Since that time (and even before) we read constantly how Mayor Lombardi saved North Providence tens of thousands of dollars as a result of his self-proclaimed financial wizardry. In big splashes spread over the pages of the North Providence Breeze over the past several years we learned that the town achieved several budget surpluses. The mayor issued press releases explaining how he saved the town tens of thousands of dollars by reducing the number of town employees, consolidating positions, purchasing a fire truck on e-Bay, purchasing dump trucks from state surplus, decreasing the reliance on private snow plow drivers by relying on Department of Public Works workers to perform the service, closing the Geneva Fire Station, using state grant money to acquire Camp Meehan so as preserve it as open space, install a new natural heating system at town hall, withdrawing from REAP Energy Program in favor of another (no-bid) electric supplier, consolidating street sweeping services and animal control services with the town of Johnston (without required council approval), etc., etc. Many of these initiatives violated state law or the town charter and some were done despite protests from the Town Council, but they were done anyway, all under the guise of saving money. In addition, the town experienced the $60 million Google windfall and successfully petitioned the federal government to use some of that money to pay the deficit in the police pension program that resulted from four consecutive years of woeful underfunding by the Lombardi administration. This money will even ensure that the town will not have to fund any new police equipment, supplies and building renovations for years to come.
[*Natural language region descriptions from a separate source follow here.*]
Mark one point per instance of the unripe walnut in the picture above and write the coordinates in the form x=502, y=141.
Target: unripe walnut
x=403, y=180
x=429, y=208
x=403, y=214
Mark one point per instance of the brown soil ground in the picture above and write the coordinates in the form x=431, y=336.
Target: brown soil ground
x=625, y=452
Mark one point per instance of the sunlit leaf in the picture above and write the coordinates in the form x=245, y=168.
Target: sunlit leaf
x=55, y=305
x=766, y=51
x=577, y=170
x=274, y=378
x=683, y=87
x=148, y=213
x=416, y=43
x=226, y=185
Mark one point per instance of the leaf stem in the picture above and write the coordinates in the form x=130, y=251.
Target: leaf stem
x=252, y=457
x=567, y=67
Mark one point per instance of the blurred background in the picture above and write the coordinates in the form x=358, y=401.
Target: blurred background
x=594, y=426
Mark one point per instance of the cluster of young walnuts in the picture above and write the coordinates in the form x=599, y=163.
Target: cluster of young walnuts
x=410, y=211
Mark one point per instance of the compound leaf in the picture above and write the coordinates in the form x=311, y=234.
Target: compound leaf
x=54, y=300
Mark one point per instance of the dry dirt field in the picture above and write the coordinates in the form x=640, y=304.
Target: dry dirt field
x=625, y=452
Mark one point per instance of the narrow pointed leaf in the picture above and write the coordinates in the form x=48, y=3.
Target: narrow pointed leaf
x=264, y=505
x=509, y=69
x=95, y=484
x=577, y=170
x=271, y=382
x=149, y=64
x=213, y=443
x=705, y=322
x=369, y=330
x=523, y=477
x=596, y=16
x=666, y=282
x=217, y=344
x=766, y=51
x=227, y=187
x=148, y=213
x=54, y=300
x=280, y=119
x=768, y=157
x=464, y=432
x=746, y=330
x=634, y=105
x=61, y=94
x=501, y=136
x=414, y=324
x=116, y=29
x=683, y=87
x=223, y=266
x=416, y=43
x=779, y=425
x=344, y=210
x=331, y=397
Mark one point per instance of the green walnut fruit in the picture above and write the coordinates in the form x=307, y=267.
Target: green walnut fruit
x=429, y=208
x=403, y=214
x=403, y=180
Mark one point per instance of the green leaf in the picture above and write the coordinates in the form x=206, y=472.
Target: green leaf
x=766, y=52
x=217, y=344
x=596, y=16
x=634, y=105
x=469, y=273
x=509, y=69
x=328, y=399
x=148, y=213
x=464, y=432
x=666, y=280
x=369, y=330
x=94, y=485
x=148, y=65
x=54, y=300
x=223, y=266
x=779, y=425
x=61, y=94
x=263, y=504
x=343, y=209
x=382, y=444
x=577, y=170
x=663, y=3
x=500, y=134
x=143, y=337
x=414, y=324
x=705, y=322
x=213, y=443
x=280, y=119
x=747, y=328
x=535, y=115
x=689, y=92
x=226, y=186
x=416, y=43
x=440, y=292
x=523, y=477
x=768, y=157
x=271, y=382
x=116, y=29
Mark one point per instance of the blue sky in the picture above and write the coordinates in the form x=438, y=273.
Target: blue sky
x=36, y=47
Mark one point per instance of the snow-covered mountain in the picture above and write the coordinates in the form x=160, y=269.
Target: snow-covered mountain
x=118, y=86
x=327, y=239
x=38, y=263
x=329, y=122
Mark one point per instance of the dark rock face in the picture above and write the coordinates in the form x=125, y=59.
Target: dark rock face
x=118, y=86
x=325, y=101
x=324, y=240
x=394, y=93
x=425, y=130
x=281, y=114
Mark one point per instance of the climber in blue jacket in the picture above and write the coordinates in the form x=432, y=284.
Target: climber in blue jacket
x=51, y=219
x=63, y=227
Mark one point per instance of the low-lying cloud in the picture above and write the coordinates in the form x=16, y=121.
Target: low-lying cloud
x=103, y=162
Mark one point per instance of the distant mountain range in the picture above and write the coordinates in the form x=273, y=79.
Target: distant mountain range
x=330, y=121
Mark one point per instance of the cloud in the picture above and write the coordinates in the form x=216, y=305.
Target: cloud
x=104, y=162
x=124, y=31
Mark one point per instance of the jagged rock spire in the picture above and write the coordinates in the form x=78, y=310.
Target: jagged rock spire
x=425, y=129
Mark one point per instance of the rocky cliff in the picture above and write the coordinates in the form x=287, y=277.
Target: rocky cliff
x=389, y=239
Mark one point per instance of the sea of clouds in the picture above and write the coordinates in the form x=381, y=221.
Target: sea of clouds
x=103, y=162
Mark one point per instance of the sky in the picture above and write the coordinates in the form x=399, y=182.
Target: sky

Now, despite having increased taxes more than 25 percent since taking office, reducing the exemption on the car tax to $500 (the lowest allowed by state law), and increasing many license and permit fees, the mayor is asking for another tax increase and proposing the deferment of much needed street paving. The question that must be asked is, "Where is all the money going?"
According to statistics and surveys published by golocalprov.com, North Providence instituted tax increases in Fiscal Years 2010 and 2011 that exceeded the state imposed cap. As compared to Rhode Island's 31 towns (cities excluded) North Providence has the #1 highest taxes, the 7th highest total debt, the 11th highest unemployment rate, the most foreclosures, and the 2nd highest car taxes. There are lists on which North Providence was not prominently featured, however. They include the list of best towns in which to live and the list of best towns for doing business. Is it any wonder based on the track record that North Providence would be absent from those lists?
The taxpayers deserve to know how it is possible to start with a zero balance in Fiscal Year 2011, institute all the aforementioned cost saving initiatives, receive the Google windfall, be among the most heavily taxed towns, and still need a tax increase in Fiscal Year 2014? The Town Council needs to demand answers. The numbers just don't add up.
Frank A. Manfredi Paul F. Caranci
The writers are former council members who served on the Council Finance Committee when the deficit reduction bond was negotiated and implemented. Manfredi served as chairman and was a prime architect of the deficit reduction bond that was ultimately employed.